The Supreme Court on Tuesday refused to stay its earlier order that apparently diluted certain provisions of the SC/ST (Prevention of Atrocities) Act.

Supreme Court puts stay on its March 20 SC/ST order. (PTI)

The Supreme Court on Tuesday refused to stay its earlier order that apparently diluted certain provisions of the SC/ST (Prevention of Atrocities) Act. Hearing a review petition filed by the Centre seeking a stay on its ruling that changed certain provisions of the SC/ST Act, the apex court refused to stay it’s March 20 order. It also asked all parties to submit detailed replies within two days and posted the matter for hearing after 10 days.

The hearing in the Supreme Court came a day after at least nine people were killed and several others injured as violence marred protests during the Bharat Bandh called in protest against the changes effected as a result of the top court’s order. Taking note of the violence, the SC bench headed by Justice Adarsh Kumar Goel observed that those protesting on the streets had not read the copy of the judgment properly. “Those agitating on streets may not have even read our judgment. Vested interests are also involved sometimes. We are only concerned about innocent people being put behind bars. We are not against the Act at all. But innocents can’t be punished on unilateral version. Why does government want people to be arrested without verification,” the SC observed.

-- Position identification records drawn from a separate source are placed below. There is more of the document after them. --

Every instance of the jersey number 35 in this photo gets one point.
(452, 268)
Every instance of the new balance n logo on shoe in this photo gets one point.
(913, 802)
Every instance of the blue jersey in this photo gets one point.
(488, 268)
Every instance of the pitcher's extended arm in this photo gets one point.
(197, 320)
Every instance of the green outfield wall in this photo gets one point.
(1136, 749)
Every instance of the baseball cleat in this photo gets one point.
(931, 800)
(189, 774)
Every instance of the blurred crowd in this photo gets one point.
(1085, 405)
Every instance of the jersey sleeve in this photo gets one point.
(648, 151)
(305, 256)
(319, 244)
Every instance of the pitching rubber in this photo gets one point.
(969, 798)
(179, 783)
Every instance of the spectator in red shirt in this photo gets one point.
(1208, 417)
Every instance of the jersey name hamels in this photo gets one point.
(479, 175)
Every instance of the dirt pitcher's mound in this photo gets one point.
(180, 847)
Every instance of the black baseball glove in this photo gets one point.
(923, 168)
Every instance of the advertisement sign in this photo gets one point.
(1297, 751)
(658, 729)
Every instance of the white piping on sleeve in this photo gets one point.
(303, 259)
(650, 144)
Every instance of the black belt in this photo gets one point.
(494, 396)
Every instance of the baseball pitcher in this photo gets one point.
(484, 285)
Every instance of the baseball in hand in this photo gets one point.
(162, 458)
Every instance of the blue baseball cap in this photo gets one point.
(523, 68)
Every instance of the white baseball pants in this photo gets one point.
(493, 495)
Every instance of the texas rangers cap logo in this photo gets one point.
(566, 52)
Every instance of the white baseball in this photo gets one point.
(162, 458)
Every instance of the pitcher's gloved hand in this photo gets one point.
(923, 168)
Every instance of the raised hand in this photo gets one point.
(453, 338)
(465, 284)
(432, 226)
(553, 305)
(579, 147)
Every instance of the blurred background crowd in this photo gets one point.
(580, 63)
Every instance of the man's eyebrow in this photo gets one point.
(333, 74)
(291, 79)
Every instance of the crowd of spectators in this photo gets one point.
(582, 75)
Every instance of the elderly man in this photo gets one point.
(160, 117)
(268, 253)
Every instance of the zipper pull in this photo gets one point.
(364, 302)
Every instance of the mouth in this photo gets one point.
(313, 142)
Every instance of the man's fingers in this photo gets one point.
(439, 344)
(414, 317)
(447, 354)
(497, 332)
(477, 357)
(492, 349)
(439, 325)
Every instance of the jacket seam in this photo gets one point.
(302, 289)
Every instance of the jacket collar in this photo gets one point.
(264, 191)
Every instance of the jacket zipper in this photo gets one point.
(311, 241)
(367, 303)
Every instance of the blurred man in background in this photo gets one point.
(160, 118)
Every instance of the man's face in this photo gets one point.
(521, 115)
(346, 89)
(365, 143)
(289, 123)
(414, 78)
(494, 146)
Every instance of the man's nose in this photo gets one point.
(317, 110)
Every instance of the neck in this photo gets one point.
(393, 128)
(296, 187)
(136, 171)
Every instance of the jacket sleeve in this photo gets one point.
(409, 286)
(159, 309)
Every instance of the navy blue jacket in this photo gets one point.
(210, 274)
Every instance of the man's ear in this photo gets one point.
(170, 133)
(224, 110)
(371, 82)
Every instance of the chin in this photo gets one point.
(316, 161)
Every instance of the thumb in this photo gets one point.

What changes did the SC order bring to the SC/ST Act?

* On March 20, the top court banned registration of criminal cases and automatic arrests under the SC/ST Act, triggering a nationwide protest by the Dalit community.

* The Supreme court had said that public servants cannot be prosecuted without the approval of the appointing authority and private citizens can be arrested only after an inquiry under the law.

* It also said that a preliminary inquiry under the Act would be conducted by the Deputy Superintendent of Police to be certain that the allegations are not superficial.

* The amendment in the law was a bid to protect honest public servants discharging bona fide duties from being blackmailed with false cases under the Act.

* Earlier provisions in the Act provided for taking immediate action in respect of any complaint relating to harassment of a victim, informant or witness, etc. Any such complaint shall be tried separately from the main case and be concluded within two months.